Selain itu, ada beberapa upaya untuk membenahi praktek-praktek birokrasi yang kurang menyenangkan, antara lain:
Pembenahan suatu institusi yang telah berpraktek dalam jangka waktu lama tidaklah gampang. Waktu yang cukup lama mutlak diperlukan. Yang cukup penting dimiliki adalah perilaku adaptif dari birokrasi terhadap perkembangan yang tumbuh dan berkembang di masyarakat, sehingga mampu membaca tuntutan dan harapan yang dibebankan ke pundaknya. Suatu komuniti yang semakin kompleks dan rumit memerlukan bentuk-bentuk praktek birokrasi yang luwes dan praktis. Pemotongan jalur-jalur hirarkis, merupakan salah satu keinginan dari konsumen birokrasi.
Faktor mental personal dari aparatur birokrasi dan perilaku dari birokrat itu sendiri. Dituntut adanya keberanian moral untuk menyingkirkan pandangan bahwa birokrasi adalah bureaucratic polity.
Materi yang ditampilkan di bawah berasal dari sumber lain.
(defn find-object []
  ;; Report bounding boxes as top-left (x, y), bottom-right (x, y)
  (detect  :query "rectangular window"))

Jika kita ingin menelusuri lebih jauh penyebab dari tindakan yang berorientasi KKN paling tidak dapat saya singgung 3 (tiga) aspek besar, yaitu:
1. Etika moral birokrasi pemerintahan yang masih sangat rendah
Sebagai bangsa yang religius seharusnya tindakan tidak terpuji yang dilakukan oleh birokrasi pemerintahan dapat dihindari. Namun demikian, kenyataan membuktikan lain. Birokrasi pemerintah, mulai dari tingkat elit sampai pada aparatur di tingkat bawah memiliki kecenderungan yang sama untuk berperilaku KKN. Yang berbeda hanyalah porsi atau caranya saja. KKN berawal dari keserakahan materi dan berkembang menjadi kelainan-kelainan yang sifatnya bukan lagi kebendaan. Selain perilaku korup, keserakahan ini juga menyuburkan berbagai bentuk persekongkolan jahat (kolusi) yang hanya menguntungkan kelompok tertentu dengan mengorbankan kepentingan negara. Demikian pula proses nepotisem yang terjadi telah mengakibatkan banyak permasalahan yang tidak lagi mampu diatasi oleh birokrasi pemerintah sendiri.
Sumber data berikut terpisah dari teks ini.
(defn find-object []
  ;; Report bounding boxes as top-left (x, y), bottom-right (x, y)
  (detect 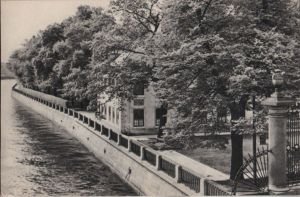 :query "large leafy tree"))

top-left (152, 0), bottom-right (300, 179)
Penyakit KKN yang melingkupi birokrasi dewasa ini tidak lagi berkaitan dengan tingkat pendidikan. Hal ini terlihat bahwa pada aparatur yang telah memiliki tingkat pendidikan di atas rata-rata, kecenderungannya untuk melakukan KKN justru semakin mewabah.

Banyak pemikiran-pemikiran di lingkungan elit birokrasi pemerintah menjadi terjungkirbalik untuk memberikan pembenaran terhadap perilaku KKN yang dilakukan. Dengan demikian, setiap kebijakan yang lahir akan cenderung menjelma menjadi sesuatu yang sangat tidak masuk akal. Orang-orang yang masih waras, yang jiwa dan mindset-nya masih belum terjangkit KKN, tidak bisa mengerti bagaimana mungkin orang-orang yang pendidikan dan jabatannya begitu tinggi memakai pengetahuan dan jabatannya untuk merumuskan kebijakan yang sangat merugikan orang banyak dan sangat tidak adil. Dalam membela kebijakannya, ilmu pengetahuan dipakai untuk berargumentasi tanpa alur pikir yang jernih dan tanpa argumentasi, tetapi mengemukakan dalil-dalil yang digebrak-gebrakkan di atas meja diskusi.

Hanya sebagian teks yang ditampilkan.